私自身も学生時代は自身のリサイタルや講演も行なっていたが、見にきてくれる方を増やすためにはまず腕を上げることが全てと思い、演奏会前は一日13時間近く練習に打ち込む日々を送っていた。当時は腕をあげることが一番の方法だという考えを1ミリを疑うことはなかった。自分が教師になってからも、しばらくその前提を捨てることができず、教えるのが上手くなれば評判でお客さんはくるものだろうと安易に考えていた。「知られていないサービスはないのと同じ」とある方から言われてハッとした時、発信しようにも自分は発信できるほどの「特別な何か」を持ち合わせていない、という思いにとらわれて、連日PCの前で画面をじっとにライつけてはため息をつくという、一歩も前進できない状態を送った時期もある。

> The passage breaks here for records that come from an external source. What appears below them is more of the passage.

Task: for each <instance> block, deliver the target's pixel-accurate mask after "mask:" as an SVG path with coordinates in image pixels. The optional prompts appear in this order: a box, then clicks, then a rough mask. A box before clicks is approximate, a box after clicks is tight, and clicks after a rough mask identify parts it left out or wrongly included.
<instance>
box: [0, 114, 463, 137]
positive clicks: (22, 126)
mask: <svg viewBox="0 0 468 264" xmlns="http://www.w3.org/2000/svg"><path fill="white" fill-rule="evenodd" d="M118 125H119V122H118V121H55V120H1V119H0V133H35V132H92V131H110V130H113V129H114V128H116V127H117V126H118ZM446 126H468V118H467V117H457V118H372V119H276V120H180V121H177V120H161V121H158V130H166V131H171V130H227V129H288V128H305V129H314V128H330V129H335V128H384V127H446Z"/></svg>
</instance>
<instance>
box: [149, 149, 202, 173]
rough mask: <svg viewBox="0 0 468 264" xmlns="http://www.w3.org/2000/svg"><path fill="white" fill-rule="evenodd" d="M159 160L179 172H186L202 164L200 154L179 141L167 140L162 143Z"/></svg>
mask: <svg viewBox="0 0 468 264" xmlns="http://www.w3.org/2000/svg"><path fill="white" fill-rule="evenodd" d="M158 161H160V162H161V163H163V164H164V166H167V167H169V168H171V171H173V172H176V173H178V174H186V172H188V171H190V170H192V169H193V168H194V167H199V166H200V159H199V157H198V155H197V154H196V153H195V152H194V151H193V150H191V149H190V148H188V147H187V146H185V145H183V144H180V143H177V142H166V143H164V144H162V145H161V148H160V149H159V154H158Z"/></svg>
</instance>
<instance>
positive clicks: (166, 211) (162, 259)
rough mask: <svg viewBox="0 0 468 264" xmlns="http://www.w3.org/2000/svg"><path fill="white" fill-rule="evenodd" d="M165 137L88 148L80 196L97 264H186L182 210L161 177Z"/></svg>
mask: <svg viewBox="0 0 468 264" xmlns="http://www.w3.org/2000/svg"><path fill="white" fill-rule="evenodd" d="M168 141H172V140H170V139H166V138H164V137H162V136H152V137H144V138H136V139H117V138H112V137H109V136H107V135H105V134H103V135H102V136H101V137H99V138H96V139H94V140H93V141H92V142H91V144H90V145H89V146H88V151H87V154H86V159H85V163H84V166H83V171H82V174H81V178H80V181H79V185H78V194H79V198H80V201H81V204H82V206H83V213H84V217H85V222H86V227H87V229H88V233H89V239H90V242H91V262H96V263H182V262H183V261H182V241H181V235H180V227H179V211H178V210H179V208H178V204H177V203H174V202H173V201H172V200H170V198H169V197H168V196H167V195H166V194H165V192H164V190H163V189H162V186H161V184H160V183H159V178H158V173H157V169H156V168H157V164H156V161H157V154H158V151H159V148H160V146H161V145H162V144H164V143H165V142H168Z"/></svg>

著名人でもない自分の歴史を掘り起こしたところでそんな物語を誰が気に留めてくれるのか、そんな風に思っている人も多いかもしれない。そんな時にはぜひ、自分史を振り返って成功体験とネガティブな体験の両方を書き出してみよう。専門分野での圧倒的な実績は、確かに顧客を引きつける。しかし、小さなお豆腐屋の店主が息子にお店を譲り渡すまでの葛藤や、製菓点の有名和菓子が考案されるまでの苦難の道のりといった細やかな心のひだが伝わるストーリーが添えられた商品には、発信する側が思っている以上に購買意欲を煽る何かが秘められている。ドラマの前書きを作るように、自分を主人公とする物語の設定を文字に起こしてみよう。脚本を作るように、臨場感あふれる紆余曲折のストーリーを描いてみよう。


そこには誰かの琴線に触れるストーリーが隠れているかもしれない。